The biggest problem here is that you seem to be confusing the chain rule with the power rule.
The power rule is as follows: Suppose you have some real number $n$. Then the function $f(x) =x^n$ has derivative $f'(x)=n\cdot x^{n-1}$. Notice that $n$ is fixed, but $x$ is variable.
The chain rule is as follows: Given functions $f$ and $g$, the function $h(x)=(f\circ g)(x) = f(g(x))$ has derivative $h'(x)= (f'\circ g)(x)\cdot g'(x)= f'(g(x))\cdot g'(x)$.
Now, the function you have is $f(x)=10^{-x}$. In this case, your exponent is variable, but $10$, obviously, is fixed. So the power rule does not apply; that is, we cannot simply bring down the exponent, multiply, and subtract one from the exponent, which is part of what you did in your work.
Also, given an exponential function $g(x)=a^x$, the derivative is $g'(x)=a^x\cdot\ln{(a)}$. So why does this rule not apply directly to the function $f(x)=10^{-x}$? Well, notice that the exponent in your $f$ is actually itself a function, namely, $-x$. The exponent in the rule from your book is merely $x$. That's why we have to apply the chain rule; we technically have a function "inside" another function.

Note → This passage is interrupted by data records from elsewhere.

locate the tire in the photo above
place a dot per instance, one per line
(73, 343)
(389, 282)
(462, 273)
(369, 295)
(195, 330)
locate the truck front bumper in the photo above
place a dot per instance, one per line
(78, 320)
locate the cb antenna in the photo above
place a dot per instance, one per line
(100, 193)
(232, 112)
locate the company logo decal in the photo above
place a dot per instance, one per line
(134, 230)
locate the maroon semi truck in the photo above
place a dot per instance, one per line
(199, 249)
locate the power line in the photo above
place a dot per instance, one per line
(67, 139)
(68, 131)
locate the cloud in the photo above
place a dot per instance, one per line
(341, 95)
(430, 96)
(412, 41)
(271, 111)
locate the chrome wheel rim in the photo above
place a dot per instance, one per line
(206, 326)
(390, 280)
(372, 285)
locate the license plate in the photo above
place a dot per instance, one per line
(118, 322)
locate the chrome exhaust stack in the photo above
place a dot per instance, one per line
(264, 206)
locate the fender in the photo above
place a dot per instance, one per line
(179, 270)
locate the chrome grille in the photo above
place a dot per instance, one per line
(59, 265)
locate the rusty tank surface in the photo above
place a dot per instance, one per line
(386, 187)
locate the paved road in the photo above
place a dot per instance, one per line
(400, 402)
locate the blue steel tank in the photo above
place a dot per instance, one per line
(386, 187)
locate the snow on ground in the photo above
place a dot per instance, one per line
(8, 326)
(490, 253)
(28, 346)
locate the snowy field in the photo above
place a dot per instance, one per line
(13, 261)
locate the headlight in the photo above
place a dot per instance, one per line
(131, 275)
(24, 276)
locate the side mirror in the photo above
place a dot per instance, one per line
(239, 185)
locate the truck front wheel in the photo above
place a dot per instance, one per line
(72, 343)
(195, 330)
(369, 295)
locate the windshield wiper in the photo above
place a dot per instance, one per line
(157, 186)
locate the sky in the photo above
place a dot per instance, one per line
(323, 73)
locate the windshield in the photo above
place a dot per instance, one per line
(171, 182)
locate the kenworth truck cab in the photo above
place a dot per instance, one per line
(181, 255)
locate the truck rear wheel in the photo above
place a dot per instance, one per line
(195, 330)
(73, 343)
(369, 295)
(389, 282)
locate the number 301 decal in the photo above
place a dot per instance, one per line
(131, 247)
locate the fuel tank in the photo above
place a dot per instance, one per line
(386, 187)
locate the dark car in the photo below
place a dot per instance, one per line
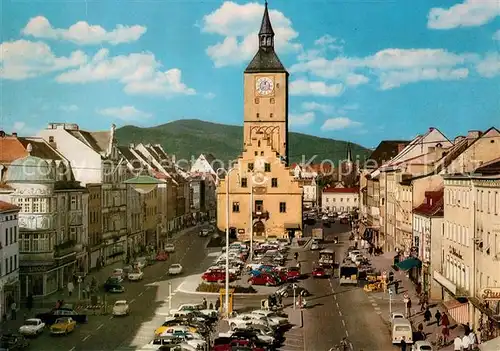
(113, 284)
(287, 290)
(51, 316)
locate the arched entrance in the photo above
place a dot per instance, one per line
(259, 228)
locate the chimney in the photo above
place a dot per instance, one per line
(474, 134)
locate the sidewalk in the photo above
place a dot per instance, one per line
(44, 303)
(384, 263)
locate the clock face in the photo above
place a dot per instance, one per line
(264, 85)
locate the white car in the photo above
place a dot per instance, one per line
(32, 327)
(134, 276)
(273, 319)
(175, 269)
(120, 308)
(422, 345)
(245, 320)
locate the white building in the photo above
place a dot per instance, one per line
(95, 159)
(9, 257)
(340, 199)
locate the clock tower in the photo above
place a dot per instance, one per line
(266, 95)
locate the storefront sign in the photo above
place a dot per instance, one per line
(490, 294)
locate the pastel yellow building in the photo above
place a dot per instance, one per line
(265, 200)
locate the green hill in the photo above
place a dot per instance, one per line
(189, 138)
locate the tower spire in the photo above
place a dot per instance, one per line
(266, 33)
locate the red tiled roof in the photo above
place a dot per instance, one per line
(341, 190)
(7, 206)
(433, 204)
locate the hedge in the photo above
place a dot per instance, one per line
(215, 288)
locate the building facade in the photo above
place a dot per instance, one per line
(265, 199)
(340, 199)
(9, 257)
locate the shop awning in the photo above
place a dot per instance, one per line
(409, 263)
(292, 226)
(457, 310)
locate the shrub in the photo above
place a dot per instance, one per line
(215, 288)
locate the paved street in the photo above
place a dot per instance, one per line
(338, 312)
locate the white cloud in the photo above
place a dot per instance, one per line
(315, 106)
(68, 108)
(393, 67)
(339, 123)
(239, 25)
(126, 113)
(302, 119)
(83, 33)
(22, 59)
(490, 66)
(470, 13)
(310, 88)
(139, 72)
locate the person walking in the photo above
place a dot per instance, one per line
(427, 315)
(457, 344)
(438, 317)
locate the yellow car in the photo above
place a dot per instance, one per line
(171, 326)
(63, 325)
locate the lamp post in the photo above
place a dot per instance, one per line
(228, 172)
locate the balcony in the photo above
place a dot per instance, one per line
(261, 215)
(64, 248)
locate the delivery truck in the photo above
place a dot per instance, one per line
(317, 234)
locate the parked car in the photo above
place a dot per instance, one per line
(65, 311)
(121, 308)
(32, 327)
(63, 325)
(169, 248)
(137, 275)
(287, 290)
(175, 269)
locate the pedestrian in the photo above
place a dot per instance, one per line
(466, 343)
(427, 315)
(472, 340)
(438, 317)
(13, 310)
(446, 334)
(445, 322)
(71, 287)
(457, 344)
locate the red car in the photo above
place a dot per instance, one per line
(293, 273)
(319, 272)
(263, 279)
(216, 276)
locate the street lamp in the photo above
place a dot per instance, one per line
(145, 184)
(228, 172)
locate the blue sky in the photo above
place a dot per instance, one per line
(361, 71)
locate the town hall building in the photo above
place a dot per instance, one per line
(265, 199)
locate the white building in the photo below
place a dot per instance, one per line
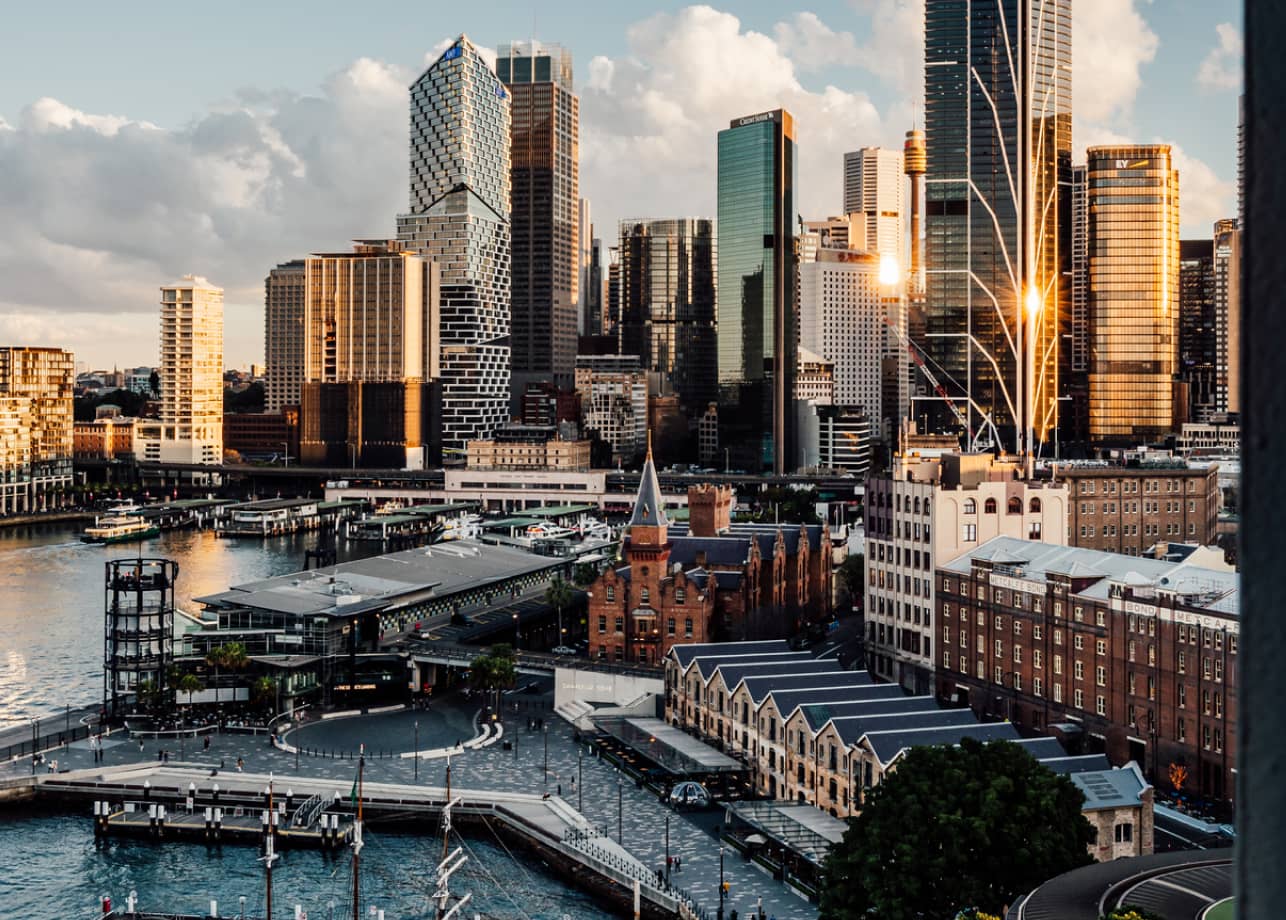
(926, 514)
(873, 184)
(192, 376)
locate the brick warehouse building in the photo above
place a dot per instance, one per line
(1127, 510)
(1136, 656)
(709, 580)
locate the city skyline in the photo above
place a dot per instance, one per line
(256, 196)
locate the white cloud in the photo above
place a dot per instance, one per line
(1221, 70)
(1111, 43)
(650, 119)
(1204, 197)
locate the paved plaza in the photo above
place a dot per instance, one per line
(605, 795)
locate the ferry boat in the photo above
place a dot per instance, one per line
(120, 529)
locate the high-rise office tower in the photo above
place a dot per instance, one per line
(35, 426)
(371, 357)
(1133, 292)
(756, 250)
(998, 131)
(283, 335)
(668, 304)
(459, 216)
(544, 223)
(1227, 304)
(873, 184)
(192, 372)
(1199, 339)
(584, 259)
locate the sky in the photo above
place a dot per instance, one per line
(144, 140)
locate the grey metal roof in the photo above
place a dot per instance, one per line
(853, 727)
(648, 507)
(871, 699)
(1110, 788)
(760, 686)
(683, 654)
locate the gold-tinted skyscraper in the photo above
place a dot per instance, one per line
(1133, 200)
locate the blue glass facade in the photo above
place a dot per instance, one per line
(756, 313)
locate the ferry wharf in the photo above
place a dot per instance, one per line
(129, 799)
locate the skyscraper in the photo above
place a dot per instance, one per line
(1199, 340)
(371, 354)
(668, 304)
(35, 426)
(873, 185)
(544, 158)
(1133, 292)
(1227, 304)
(756, 337)
(192, 372)
(997, 205)
(459, 216)
(283, 335)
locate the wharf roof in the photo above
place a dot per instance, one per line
(1195, 587)
(868, 703)
(853, 727)
(733, 672)
(684, 654)
(385, 582)
(760, 686)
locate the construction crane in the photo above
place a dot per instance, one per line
(939, 389)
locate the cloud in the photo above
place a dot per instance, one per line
(1221, 70)
(650, 119)
(1204, 197)
(97, 211)
(1111, 43)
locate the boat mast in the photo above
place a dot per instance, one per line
(356, 837)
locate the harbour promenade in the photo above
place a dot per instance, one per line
(602, 809)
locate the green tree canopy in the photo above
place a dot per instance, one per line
(956, 828)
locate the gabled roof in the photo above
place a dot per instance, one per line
(648, 507)
(683, 654)
(871, 699)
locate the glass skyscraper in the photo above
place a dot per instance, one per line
(756, 336)
(668, 304)
(544, 161)
(1133, 292)
(459, 216)
(998, 126)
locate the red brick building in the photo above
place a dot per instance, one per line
(1132, 656)
(709, 580)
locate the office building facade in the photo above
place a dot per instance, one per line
(192, 375)
(1133, 200)
(756, 336)
(545, 211)
(875, 188)
(459, 218)
(668, 304)
(36, 440)
(997, 205)
(283, 335)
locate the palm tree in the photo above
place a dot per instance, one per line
(558, 595)
(189, 683)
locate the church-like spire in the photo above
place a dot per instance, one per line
(648, 508)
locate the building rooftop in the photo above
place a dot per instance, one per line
(385, 582)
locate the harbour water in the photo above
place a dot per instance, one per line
(52, 601)
(52, 866)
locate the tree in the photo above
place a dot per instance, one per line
(558, 596)
(189, 683)
(956, 828)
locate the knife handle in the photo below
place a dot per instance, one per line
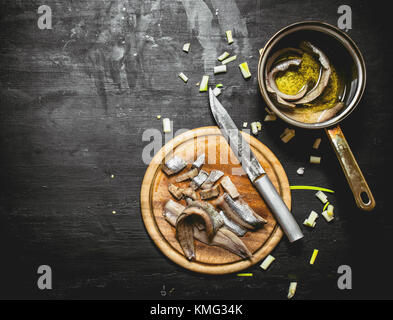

From here, follow kahen's solution above.
I again want to emphasize that the power rule is not applied to your $f$ because $f$ is exponential: it has a fixed base of $10$ and a variable exponent $-x$ (which is also a function).
Lastly, I should note that the power rule and chain rule as I have written them are neither rigorous nor precise, but I sacrificed details for readability.